🤖 AI Summary
Generative recommender systems (GRS) face severe latency bottlenecks in long-sequence modeling: large beam widths incur substantial decoding overhead; exhaustive ranking over the full item vocabulary is computationally expensive; and redundant KV caching coupled with insufficient pipeline parallelism hinders high-concurrency serving. To address these challenges, we propose a phased unified computation framework featuring three key innovations: (1) a decoupled KV cache management scheme that minimizes memory redundancy; (2) an early-stopping ranking algorithm that truncates costly full-vocabulary scoring; and (3) a mask-driven item filtering mechanism that prunes irrelevant candidates before scoring. Additionally, we design a multi-level overlapping and multi-stream parallel pipeline to maximize hardware utilization.
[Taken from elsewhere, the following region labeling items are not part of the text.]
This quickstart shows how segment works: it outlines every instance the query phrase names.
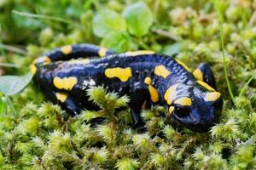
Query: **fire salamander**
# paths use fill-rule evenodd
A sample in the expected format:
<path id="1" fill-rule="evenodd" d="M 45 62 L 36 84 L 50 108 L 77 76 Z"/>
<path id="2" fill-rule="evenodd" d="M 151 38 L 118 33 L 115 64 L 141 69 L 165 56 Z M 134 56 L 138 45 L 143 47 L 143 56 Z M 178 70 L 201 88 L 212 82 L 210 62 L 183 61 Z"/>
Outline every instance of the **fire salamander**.
<path id="1" fill-rule="evenodd" d="M 153 51 L 116 54 L 92 44 L 70 45 L 36 59 L 31 71 L 44 94 L 72 115 L 96 109 L 86 95 L 90 86 L 127 94 L 135 127 L 143 123 L 142 109 L 160 104 L 167 106 L 167 118 L 206 132 L 223 105 L 208 65 L 192 72 L 182 61 Z"/>

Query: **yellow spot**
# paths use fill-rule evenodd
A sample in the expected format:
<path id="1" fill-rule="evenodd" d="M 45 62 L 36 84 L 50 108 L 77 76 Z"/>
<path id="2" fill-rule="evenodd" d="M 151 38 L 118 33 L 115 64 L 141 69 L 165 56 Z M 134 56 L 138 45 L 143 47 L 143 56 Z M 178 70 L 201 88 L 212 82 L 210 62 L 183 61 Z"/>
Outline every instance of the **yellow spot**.
<path id="1" fill-rule="evenodd" d="M 220 97 L 220 93 L 218 92 L 209 92 L 207 93 L 207 95 L 205 97 L 206 101 L 216 101 Z"/>
<path id="2" fill-rule="evenodd" d="M 36 60 L 36 63 L 42 63 L 44 65 L 48 65 L 50 62 L 51 62 L 50 59 L 47 56 L 39 57 L 38 59 Z"/>
<path id="3" fill-rule="evenodd" d="M 149 50 L 139 50 L 139 51 L 128 51 L 125 53 L 129 56 L 137 56 L 137 55 L 146 55 L 155 54 L 154 51 Z"/>
<path id="4" fill-rule="evenodd" d="M 164 65 L 157 65 L 154 68 L 154 74 L 156 74 L 159 76 L 163 76 L 164 78 L 166 78 L 171 72 L 165 67 Z"/>
<path id="5" fill-rule="evenodd" d="M 83 60 L 72 60 L 67 62 L 68 64 L 78 64 L 78 65 L 83 65 L 83 64 L 88 64 L 90 63 L 89 59 L 83 59 Z"/>
<path id="6" fill-rule="evenodd" d="M 126 82 L 131 77 L 131 70 L 130 67 L 127 68 L 109 68 L 106 69 L 105 75 L 108 78 L 118 77 L 122 82 Z"/>
<path id="7" fill-rule="evenodd" d="M 98 52 L 99 56 L 100 56 L 100 57 L 104 57 L 104 56 L 106 56 L 106 54 L 107 54 L 107 51 L 108 51 L 108 49 L 106 48 L 101 48 L 100 50 L 99 50 L 99 52 Z"/>
<path id="8" fill-rule="evenodd" d="M 77 77 L 70 76 L 60 78 L 58 76 L 55 77 L 53 80 L 54 85 L 59 89 L 72 90 L 72 88 L 78 82 Z"/>
<path id="9" fill-rule="evenodd" d="M 72 46 L 71 45 L 64 46 L 61 48 L 61 51 L 62 54 L 67 55 L 72 52 Z"/>
<path id="10" fill-rule="evenodd" d="M 159 99 L 157 89 L 155 88 L 154 88 L 153 86 L 149 85 L 148 90 L 149 90 L 149 94 L 150 94 L 151 101 L 157 102 Z"/>
<path id="11" fill-rule="evenodd" d="M 188 97 L 180 98 L 175 100 L 175 104 L 178 104 L 180 105 L 191 105 L 191 99 Z"/>
<path id="12" fill-rule="evenodd" d="M 144 80 L 144 82 L 145 82 L 146 84 L 150 85 L 150 84 L 151 84 L 151 78 L 150 78 L 149 76 L 147 76 L 147 77 L 145 78 L 145 80 Z"/>
<path id="13" fill-rule="evenodd" d="M 67 98 L 67 94 L 66 93 L 56 93 L 56 98 L 61 103 L 64 103 Z"/>
<path id="14" fill-rule="evenodd" d="M 142 109 L 146 109 L 147 101 L 145 100 L 142 105 Z"/>
<path id="15" fill-rule="evenodd" d="M 169 115 L 172 115 L 173 110 L 174 110 L 174 106 L 170 106 L 169 107 Z"/>
<path id="16" fill-rule="evenodd" d="M 175 60 L 180 64 L 181 65 L 183 65 L 188 71 L 191 72 L 191 70 L 188 67 L 188 65 L 186 65 L 183 62 L 182 62 L 181 60 L 175 59 Z"/>
<path id="17" fill-rule="evenodd" d="M 166 92 L 165 93 L 164 98 L 167 104 L 171 105 L 173 99 L 176 97 L 176 88 L 177 88 L 178 84 L 175 84 L 173 86 L 171 86 Z"/>
<path id="18" fill-rule="evenodd" d="M 201 86 L 203 86 L 204 88 L 207 88 L 208 90 L 212 90 L 212 91 L 215 91 L 215 89 L 213 88 L 212 88 L 211 86 L 209 86 L 207 83 L 202 82 L 202 81 L 196 81 L 199 84 L 201 84 Z"/>
<path id="19" fill-rule="evenodd" d="M 203 73 L 200 69 L 195 69 L 193 71 L 193 75 L 197 80 L 203 81 Z"/>

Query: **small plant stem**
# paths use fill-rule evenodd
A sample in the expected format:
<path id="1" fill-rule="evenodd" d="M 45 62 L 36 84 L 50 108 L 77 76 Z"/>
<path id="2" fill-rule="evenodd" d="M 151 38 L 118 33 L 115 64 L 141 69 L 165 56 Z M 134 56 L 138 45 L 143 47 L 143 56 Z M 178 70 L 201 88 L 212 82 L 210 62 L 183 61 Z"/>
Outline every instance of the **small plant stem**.
<path id="1" fill-rule="evenodd" d="M 234 94 L 233 94 L 233 92 L 231 89 L 231 86 L 230 86 L 229 76 L 228 76 L 228 71 L 227 71 L 227 63 L 226 63 L 226 57 L 225 57 L 225 53 L 224 53 L 224 28 L 223 28 L 223 18 L 222 17 L 220 20 L 220 25 L 221 25 L 221 47 L 222 47 L 224 71 L 225 80 L 226 80 L 226 83 L 228 86 L 230 95 L 231 97 L 232 101 L 234 101 Z"/>
<path id="2" fill-rule="evenodd" d="M 10 100 L 9 97 L 8 95 L 5 95 L 5 98 L 6 98 L 8 105 L 11 108 L 11 110 L 14 112 L 15 116 L 17 116 L 17 111 L 16 111 L 12 101 Z"/>
<path id="3" fill-rule="evenodd" d="M 49 16 L 45 14 L 32 14 L 32 13 L 26 13 L 26 12 L 20 12 L 17 10 L 12 10 L 12 12 L 15 14 L 19 14 L 21 16 L 26 16 L 26 17 L 31 17 L 31 18 L 37 18 L 37 19 L 43 19 L 43 20 L 55 20 L 58 22 L 63 22 L 66 24 L 73 24 L 72 20 L 66 20 L 61 17 L 55 17 L 55 16 Z"/>
<path id="4" fill-rule="evenodd" d="M 0 48 L 6 49 L 8 51 L 15 52 L 16 54 L 23 54 L 23 55 L 26 54 L 26 51 L 25 51 L 24 49 L 21 49 L 20 48 L 16 48 L 14 46 L 10 46 L 10 45 L 5 45 L 3 43 L 0 43 Z"/>
<path id="5" fill-rule="evenodd" d="M 247 83 L 244 85 L 244 87 L 241 88 L 240 94 L 239 94 L 239 98 L 242 95 L 242 94 L 244 93 L 244 91 L 247 89 L 247 87 L 249 85 L 249 83 L 253 80 L 254 78 L 254 75 L 253 75 L 250 79 L 247 82 Z"/>
<path id="6" fill-rule="evenodd" d="M 0 66 L 3 67 L 15 67 L 15 68 L 19 68 L 19 65 L 16 65 L 15 64 L 12 63 L 0 63 Z"/>

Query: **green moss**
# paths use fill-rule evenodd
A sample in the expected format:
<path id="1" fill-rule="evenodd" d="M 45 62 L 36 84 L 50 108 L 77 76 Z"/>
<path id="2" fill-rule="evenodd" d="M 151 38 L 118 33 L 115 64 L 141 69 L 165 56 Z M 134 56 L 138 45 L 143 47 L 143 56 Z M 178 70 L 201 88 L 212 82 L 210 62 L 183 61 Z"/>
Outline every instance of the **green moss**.
<path id="1" fill-rule="evenodd" d="M 96 16 L 107 8 L 123 26 L 137 32 L 140 23 L 129 26 L 122 15 L 136 1 L 3 0 L 0 42 L 18 50 L 1 46 L 0 62 L 19 67 L 0 66 L 0 72 L 25 74 L 40 54 L 79 42 L 118 44 L 115 48 L 120 52 L 178 53 L 177 57 L 191 67 L 200 62 L 211 65 L 224 97 L 220 122 L 209 133 L 197 133 L 172 127 L 161 116 L 166 108 L 155 106 L 143 110 L 146 131 L 140 133 L 131 128 L 129 109 L 117 110 L 127 105 L 126 96 L 107 94 L 102 87 L 90 88 L 90 99 L 101 110 L 68 117 L 60 106 L 48 103 L 31 82 L 15 95 L 0 95 L 0 169 L 256 168 L 256 20 L 252 17 L 255 4 L 246 0 L 144 2 L 154 23 L 148 23 L 150 29 L 143 31 L 144 36 L 135 37 L 129 29 L 101 30 L 108 23 L 101 25 Z M 11 13 L 13 9 L 50 18 L 25 17 Z M 224 19 L 224 53 L 233 101 L 224 77 L 218 14 Z M 94 34 L 106 30 L 108 33 L 101 37 Z M 109 35 L 125 36 L 111 39 Z M 117 43 L 119 41 L 125 44 Z M 96 117 L 106 119 L 91 126 Z"/>

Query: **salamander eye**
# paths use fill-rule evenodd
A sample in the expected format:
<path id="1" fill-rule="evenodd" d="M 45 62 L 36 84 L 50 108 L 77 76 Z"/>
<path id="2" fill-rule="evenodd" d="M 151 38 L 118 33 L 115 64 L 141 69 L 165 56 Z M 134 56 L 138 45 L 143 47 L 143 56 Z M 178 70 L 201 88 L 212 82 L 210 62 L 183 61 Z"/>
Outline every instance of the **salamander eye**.
<path id="1" fill-rule="evenodd" d="M 178 117 L 184 117 L 190 113 L 190 109 L 188 106 L 175 105 L 173 112 Z"/>

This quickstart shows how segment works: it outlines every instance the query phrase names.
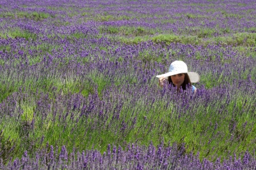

Under stringent low-latency constraints, our system achieves over 3.49× higher throughput than state-of-the-art baselines on real-world recommendation datasets, significantly enhancing scalability and real-time responsiveness of GRS deployment.
📝 Abstract
Recommendation system delivers substantial economic benefits by providing personalized predictions. Generative recommendation (GR) integrates LLMs to enhance the understanding of long user-item sequences. Despite employing attention-based architectures, GR's workload differs markedly from that of LLM serving. GR typically processes long prompt while producing short, fixed-length outputs, yet the computational cost of each decode phase is especially high due to the large beam width. In addition, since the beam search involves a vast item space, the sorting overhead becomes particularly time-consuming. We propose xGR, a GR-oriented serving system that meets strict low-latency requirements under highconcurrency scenarios. First, xGR unifies the processing of prefill and decode phases through staged computation and separated KV cache. Second, xGR enables early sorting termination and mask-based item filtering with data structure reuse. Third, xGR reconstructs the overall pipeline to exploit multilevel overlap and multi-stream parallelism. Our experiments with real-world recommendation service datasets demonstrate that xGR achieves at least 3.49x throughput compared to the state-of-the-art baseline under strict latency constraints.